I am still finding out who it is that has come into our family. We often ask Li about her life at the orphanage, but she has almost never wanted to talk about it. In fact in four years she has only talked to me about it twice. Once during Christmas school vacation about two years ago she said, “Daddy, I miss my friends.” I told her that she would see them next week at school and that she should invite someone over the next day to play. She said, “No, I don’t mean those friends; you know I had friends before.” I cried a little, gave her a big hug, and talked to her about it as much as I could . One other time she began telling me about the tree with the little bananas on it where she had lived before. It was so casual that I almost missed it. I asked her about the bananas and if she ever got to eat them. She said that they would not allow her to eat them. I asked her if they called her Li at the place she used to live, and she said that they didn’t call her any name as far as she could remember.

Li had developed some survival behaviors in response to her situation at the orphanage. She had learned to hoard food to keep from starving. She knew how to be very sneaky and tell lies to stay out of trouble, and she had learned to dissociate and go inside herself for protection in times of stress. Since she came here, she has learned that these behaviors are not necessary anymore. She has gotten the idea that there is plenty of food, and she has stopped hoarding it in her room. She has realized that there is plenty of love in the family and that she is not in danger now so she does not need to go inside herself for protection. She still puts on her blank face once in a while when we get mad at her or need to discipline her, but it is not so often or so desperate now.

We are finding that her orphanage behavior resurfaces in times of stress, however.

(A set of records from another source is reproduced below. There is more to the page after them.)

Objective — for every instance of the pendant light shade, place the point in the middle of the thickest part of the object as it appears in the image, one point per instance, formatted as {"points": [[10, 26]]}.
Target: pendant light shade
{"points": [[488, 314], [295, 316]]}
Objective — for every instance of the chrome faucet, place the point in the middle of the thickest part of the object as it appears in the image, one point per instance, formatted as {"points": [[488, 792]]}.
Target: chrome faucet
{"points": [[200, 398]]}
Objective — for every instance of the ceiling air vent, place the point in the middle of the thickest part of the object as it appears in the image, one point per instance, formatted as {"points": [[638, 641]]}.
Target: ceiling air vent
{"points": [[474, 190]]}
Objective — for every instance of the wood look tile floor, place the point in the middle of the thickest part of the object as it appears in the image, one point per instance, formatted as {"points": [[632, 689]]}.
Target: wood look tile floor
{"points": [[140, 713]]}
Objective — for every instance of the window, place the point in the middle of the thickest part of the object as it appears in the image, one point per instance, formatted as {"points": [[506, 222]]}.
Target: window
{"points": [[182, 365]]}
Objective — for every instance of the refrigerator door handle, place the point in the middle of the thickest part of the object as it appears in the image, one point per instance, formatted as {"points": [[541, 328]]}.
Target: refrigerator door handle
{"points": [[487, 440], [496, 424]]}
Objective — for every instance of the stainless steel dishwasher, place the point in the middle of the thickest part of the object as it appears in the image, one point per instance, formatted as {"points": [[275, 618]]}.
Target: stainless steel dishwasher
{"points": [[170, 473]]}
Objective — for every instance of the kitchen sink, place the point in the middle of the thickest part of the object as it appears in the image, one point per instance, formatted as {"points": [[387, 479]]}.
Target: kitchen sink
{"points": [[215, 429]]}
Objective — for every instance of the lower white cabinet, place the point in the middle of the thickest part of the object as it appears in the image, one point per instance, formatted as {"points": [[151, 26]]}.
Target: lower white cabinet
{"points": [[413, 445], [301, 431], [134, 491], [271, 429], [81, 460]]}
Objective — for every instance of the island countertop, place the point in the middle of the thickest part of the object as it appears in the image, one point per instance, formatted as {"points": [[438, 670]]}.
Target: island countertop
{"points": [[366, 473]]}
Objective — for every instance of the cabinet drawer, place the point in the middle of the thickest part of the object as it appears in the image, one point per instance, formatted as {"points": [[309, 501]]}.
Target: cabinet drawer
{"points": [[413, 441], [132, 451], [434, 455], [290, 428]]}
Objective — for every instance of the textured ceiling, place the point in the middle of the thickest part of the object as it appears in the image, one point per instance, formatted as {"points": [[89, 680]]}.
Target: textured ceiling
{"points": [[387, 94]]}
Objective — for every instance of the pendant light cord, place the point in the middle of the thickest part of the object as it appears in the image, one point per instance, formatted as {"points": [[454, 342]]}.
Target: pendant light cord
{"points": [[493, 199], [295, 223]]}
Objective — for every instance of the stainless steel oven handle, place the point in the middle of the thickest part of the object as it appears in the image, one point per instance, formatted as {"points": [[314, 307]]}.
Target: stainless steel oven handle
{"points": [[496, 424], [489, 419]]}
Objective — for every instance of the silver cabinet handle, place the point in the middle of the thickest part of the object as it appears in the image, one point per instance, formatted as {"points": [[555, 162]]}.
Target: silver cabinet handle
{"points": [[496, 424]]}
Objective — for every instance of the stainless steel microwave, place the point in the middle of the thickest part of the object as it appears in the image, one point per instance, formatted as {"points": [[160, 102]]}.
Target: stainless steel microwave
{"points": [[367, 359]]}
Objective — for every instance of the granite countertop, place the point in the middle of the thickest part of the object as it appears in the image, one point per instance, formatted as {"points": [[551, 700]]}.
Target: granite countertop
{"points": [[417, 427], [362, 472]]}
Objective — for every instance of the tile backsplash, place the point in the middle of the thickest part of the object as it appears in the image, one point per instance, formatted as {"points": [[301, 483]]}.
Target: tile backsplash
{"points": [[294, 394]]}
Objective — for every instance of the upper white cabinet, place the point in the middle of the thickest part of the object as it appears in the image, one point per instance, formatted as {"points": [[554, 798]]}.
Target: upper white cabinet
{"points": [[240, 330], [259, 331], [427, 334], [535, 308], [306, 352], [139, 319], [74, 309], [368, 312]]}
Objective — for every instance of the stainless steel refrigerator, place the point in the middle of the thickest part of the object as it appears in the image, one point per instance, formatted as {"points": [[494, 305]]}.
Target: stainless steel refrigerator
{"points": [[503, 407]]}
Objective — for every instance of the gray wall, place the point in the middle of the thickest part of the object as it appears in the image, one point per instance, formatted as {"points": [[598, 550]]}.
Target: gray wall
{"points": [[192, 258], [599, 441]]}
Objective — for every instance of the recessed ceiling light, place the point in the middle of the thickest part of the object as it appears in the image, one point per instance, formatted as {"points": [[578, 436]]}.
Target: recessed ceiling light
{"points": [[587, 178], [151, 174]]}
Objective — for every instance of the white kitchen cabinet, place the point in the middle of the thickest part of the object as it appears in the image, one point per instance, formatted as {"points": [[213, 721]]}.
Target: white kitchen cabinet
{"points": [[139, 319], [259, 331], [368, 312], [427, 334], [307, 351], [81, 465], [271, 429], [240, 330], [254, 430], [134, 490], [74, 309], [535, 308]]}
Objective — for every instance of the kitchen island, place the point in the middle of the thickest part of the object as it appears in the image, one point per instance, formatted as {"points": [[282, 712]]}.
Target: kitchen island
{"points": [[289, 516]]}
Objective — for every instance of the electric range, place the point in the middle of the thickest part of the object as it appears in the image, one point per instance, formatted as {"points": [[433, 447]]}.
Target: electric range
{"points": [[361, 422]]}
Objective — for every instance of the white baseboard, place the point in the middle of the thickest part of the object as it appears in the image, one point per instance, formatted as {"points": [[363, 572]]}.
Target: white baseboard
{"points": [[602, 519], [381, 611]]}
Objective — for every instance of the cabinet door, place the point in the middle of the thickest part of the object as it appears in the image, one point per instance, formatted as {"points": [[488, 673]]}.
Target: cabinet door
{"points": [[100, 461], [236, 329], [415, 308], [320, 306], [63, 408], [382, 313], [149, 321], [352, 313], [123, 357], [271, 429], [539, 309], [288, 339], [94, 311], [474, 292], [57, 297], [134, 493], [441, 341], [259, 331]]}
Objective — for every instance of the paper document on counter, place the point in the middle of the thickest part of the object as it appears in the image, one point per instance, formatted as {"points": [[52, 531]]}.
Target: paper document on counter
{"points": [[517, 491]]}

We are also finding that her amazing ability to learn English and her seeming complete fluency with it are not as deep as they might have been had she begun with it as her first language. As a result, this year she has been under increasing stress because she does not feel confident in school. This lack of confidence has caused her to revert to some of her old behaviors. The school was not quick to recognize this trend. In fact we had to speak rather loudly and emphatically to get them to act at all. This week we are going to have a consultation at school (she is in second grade) and set up a battery of tests aimed at determining where she needs special help during the next few years .

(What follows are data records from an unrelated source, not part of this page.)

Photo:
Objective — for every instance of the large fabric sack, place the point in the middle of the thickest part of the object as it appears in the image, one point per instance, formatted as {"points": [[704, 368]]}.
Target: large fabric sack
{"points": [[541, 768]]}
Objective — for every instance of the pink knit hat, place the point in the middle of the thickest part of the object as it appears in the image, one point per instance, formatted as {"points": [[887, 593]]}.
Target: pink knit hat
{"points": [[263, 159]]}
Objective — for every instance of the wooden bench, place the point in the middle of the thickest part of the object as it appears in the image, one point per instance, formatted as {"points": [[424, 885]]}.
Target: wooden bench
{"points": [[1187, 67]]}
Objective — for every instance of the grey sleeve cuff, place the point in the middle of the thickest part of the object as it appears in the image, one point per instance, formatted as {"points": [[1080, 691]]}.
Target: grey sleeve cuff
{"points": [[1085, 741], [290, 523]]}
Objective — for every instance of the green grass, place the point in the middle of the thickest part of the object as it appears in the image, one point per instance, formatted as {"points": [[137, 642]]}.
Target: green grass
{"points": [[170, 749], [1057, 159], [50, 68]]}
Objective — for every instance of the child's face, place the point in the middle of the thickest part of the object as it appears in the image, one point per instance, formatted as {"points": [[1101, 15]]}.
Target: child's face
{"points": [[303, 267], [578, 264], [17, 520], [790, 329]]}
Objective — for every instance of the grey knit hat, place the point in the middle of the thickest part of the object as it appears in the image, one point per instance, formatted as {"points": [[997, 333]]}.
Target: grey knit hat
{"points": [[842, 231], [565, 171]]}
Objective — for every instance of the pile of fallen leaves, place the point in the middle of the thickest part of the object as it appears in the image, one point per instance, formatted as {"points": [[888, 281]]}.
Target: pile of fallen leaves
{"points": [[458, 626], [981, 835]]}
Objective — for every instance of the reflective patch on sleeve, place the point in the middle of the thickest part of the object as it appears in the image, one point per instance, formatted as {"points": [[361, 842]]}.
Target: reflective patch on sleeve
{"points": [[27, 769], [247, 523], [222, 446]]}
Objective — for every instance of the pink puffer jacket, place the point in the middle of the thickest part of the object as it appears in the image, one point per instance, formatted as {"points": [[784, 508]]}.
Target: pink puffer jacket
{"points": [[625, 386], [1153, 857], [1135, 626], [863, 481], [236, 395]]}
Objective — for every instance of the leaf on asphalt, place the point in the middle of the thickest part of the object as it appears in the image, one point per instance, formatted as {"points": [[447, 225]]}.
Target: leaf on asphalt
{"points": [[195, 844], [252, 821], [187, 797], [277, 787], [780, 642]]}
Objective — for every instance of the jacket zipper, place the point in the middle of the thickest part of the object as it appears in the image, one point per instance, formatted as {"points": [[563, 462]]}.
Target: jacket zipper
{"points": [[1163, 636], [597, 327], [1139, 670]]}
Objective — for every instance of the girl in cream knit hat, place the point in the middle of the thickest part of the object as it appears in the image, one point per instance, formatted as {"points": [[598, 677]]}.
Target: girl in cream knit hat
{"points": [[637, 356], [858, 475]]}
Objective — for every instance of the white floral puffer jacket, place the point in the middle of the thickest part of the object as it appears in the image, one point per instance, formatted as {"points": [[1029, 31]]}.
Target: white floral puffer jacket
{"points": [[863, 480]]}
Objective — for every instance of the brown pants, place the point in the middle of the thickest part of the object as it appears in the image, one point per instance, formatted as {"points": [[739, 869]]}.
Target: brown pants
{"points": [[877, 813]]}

Li is no harder to raise than any of our other children. (We have a son from Thailand and another daughter from China, both adopted at about two years of age.) Some of the issues are different, that’s all. Li has been here four years, and as I write it I can’t believe that it has only been that long. Li seems like she has been here forever. She has completely captured our hearts. As I think about Li’s journey here, about her courage and the joy she has brought to us all, about the way she runs to me with her face lit up to hug me and tell me she loves me, I know that we made a leap of faith and that God answered us with a gift of love.